PLAINFIELD – Imagine bright flashing lights catching your eye while you’re walking down a hospital hallway.
You look through an interior window and see the source of the unusual strobe. It’s a robot.
It’s not an anthropomorphic robot with arms and legs and a definable head. It’s more like R2-D2 from “Star Wars,” with a little blue mound of a head that has risen up to expose technology that flashes germ-killing rays across the room.
The robot is being used at Edward Hospital Emergency Department and Edward Hospital Outpatient Center, both in Plainfield, and at the hospital’s main campus in Naperville.
The brand name is Xenex, but staff at the Plainfield facilities have nicknamed their robot POW. The three used at the Naperville center are called Snap, Crackle and Pop.
“When it runs,” Edward Hospital infection control manager Mary Anderson said, “it flashes the light around the room. It’s eye-catching. People notice it. ... Our clinical staff just loves it.”
The robots are a recent addition to the hospital’s germ-fighting arsenal. Housekeeping continues to clean as normal – getting rid of trash and other visible dirt and liquids, then disinfecting surfaces with hospital-grade disinfectants registered with the Environmental Protection Agency. Linens are taken out of the room to disinfect.
Then, housekeeping brings in the robot for additional, state-of-the-art disinfection.
And that’s important, Anderson said, with today’s environment of superbugs.
According to the Centers for Disease Control and Prevention, one of every 25 U.S. hospital inpatients will contract a hospital-acquired infection; and of those, one in nine will die. HAIs are one of the leading causes of death in the country, and superbugs are one of the reasons.
The most common HAIs in acute care hospitals as of 2011, the CDC reported, result in pneumonia, gastrointestinal illness, urinary tract infections, primary bloodstream infections and surgical site infections, among other conditions.
Bacteria gleaned to survive the gamut of antibiotics common in health care environments are the scourge of health care providers today and include methicillin-resistant Staphylococcus aureus, Clostridium difficile, carbapenem-resistant Enterobacteriaceae and vancomycin-resistant Enterococci.
The Xenex robot kills them all.
It also kills other bacteria, viruses, mold, fungi and spores on surfaces and in the air, including the microorganisms that cause Middle East Respiratory Syndrome.
The robot works by flashing high-intensity, full-spectrum germicidal ultraviolet light, according to the Xenex website.
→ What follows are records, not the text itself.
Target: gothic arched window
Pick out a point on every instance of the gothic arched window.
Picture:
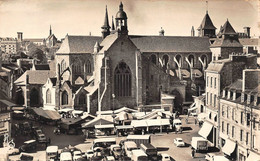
(165, 61)
(178, 59)
(191, 60)
(63, 66)
(82, 99)
(48, 96)
(154, 59)
(123, 82)
(77, 66)
(64, 98)
(88, 66)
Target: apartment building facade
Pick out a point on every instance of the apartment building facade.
(240, 116)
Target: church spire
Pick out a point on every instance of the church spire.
(50, 31)
(121, 21)
(192, 31)
(207, 7)
(105, 28)
(113, 26)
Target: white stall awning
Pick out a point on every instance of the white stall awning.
(205, 130)
(229, 147)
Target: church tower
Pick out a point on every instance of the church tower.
(105, 28)
(121, 21)
(50, 31)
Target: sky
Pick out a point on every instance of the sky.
(145, 17)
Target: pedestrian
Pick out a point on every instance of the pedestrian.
(193, 153)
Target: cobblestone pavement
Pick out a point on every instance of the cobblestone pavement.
(164, 142)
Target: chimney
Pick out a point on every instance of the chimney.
(247, 31)
(161, 32)
(20, 36)
(96, 47)
(192, 31)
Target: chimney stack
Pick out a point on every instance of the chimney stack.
(161, 32)
(247, 31)
(20, 36)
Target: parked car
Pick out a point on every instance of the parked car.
(65, 156)
(199, 144)
(77, 155)
(89, 154)
(98, 156)
(179, 142)
(26, 126)
(41, 138)
(51, 153)
(164, 157)
(214, 157)
(115, 150)
(26, 157)
(13, 151)
(28, 146)
(128, 147)
(109, 158)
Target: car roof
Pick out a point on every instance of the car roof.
(115, 145)
(29, 141)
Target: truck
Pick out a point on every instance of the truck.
(139, 139)
(199, 144)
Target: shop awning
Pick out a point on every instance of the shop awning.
(153, 122)
(193, 108)
(253, 157)
(18, 108)
(124, 127)
(202, 116)
(197, 73)
(205, 130)
(108, 126)
(138, 123)
(48, 114)
(229, 147)
(54, 115)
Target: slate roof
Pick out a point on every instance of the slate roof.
(217, 65)
(107, 42)
(171, 43)
(34, 39)
(228, 29)
(78, 44)
(223, 42)
(236, 85)
(249, 42)
(206, 23)
(35, 77)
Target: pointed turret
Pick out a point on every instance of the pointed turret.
(105, 28)
(192, 31)
(121, 21)
(206, 27)
(228, 29)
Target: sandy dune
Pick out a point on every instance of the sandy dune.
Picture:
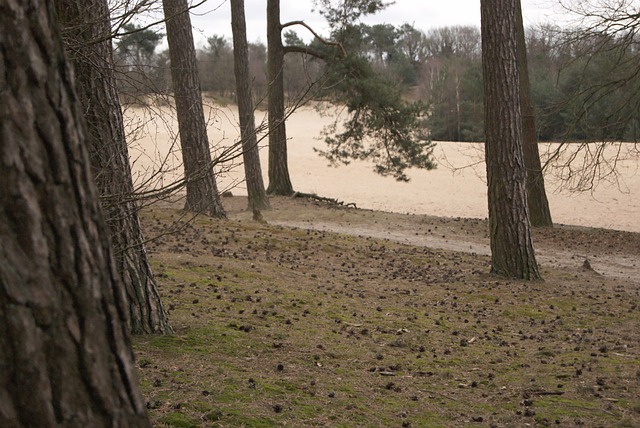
(457, 188)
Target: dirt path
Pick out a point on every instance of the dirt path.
(613, 254)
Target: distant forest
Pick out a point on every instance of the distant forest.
(585, 87)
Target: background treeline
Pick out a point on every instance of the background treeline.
(583, 88)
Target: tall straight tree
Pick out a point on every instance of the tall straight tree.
(202, 191)
(258, 199)
(539, 212)
(86, 31)
(279, 179)
(65, 358)
(512, 251)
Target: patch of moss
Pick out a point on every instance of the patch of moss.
(178, 420)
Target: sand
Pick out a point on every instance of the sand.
(457, 188)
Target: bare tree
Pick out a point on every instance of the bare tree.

It kills microorganisms in four ways – by pulling water molecules into DNA, thus preventing transcription; by photo-splitting the strands of DNA apart; by fusing DNA bases together improperly; and by photo cross-linking to cause cell wall damage.
Anderson, who has a microbiology background, said the robot works on RNA in similar fashions, for the microorganisms that do not have DNA.
“I think they’re terrific,” Anderson said of the robots. “They’ve been very well-received by our housekeeping staff and our clinical staff. ... It’s an added measure of safety – a reassurance to our patients and staff that Edward Hospital is committed to providing a safe environment for everyone.”
Anderson said ultraviolet disinfection technology has been used in other industries for a while now, and it’s something hospital staff have been keeping their eyes on, waiting for a system they considered usable and practical in a clinical setting.
The robot at the hospital’s Plainfield cancer center and procedural areas is used at night, when the large rooms are empty. Patient rooms, including those in the emergency department, can be disinfected during the day, with the doors closed. The UV light can harm the eyes unless viewed through glass.
The Xenex robot sits in one place to complete each 10- or 15-minute cycle. Staff may put it in two locations in one room for maximum disinfection.
Anderson said the hospital does not have statistics yet on whether incidences of infections have been lowered by the devices, as the robots have been in use only about a year. But the Xenex website reported that other institutions studied have greatly reduced infection rates.
The devices are not cheap, and the personnel costs are a bit more to put them into use, but Anderson said it’s worth it.
“Anything we can do to prevent infections is worth the cost and the extra time,” she said.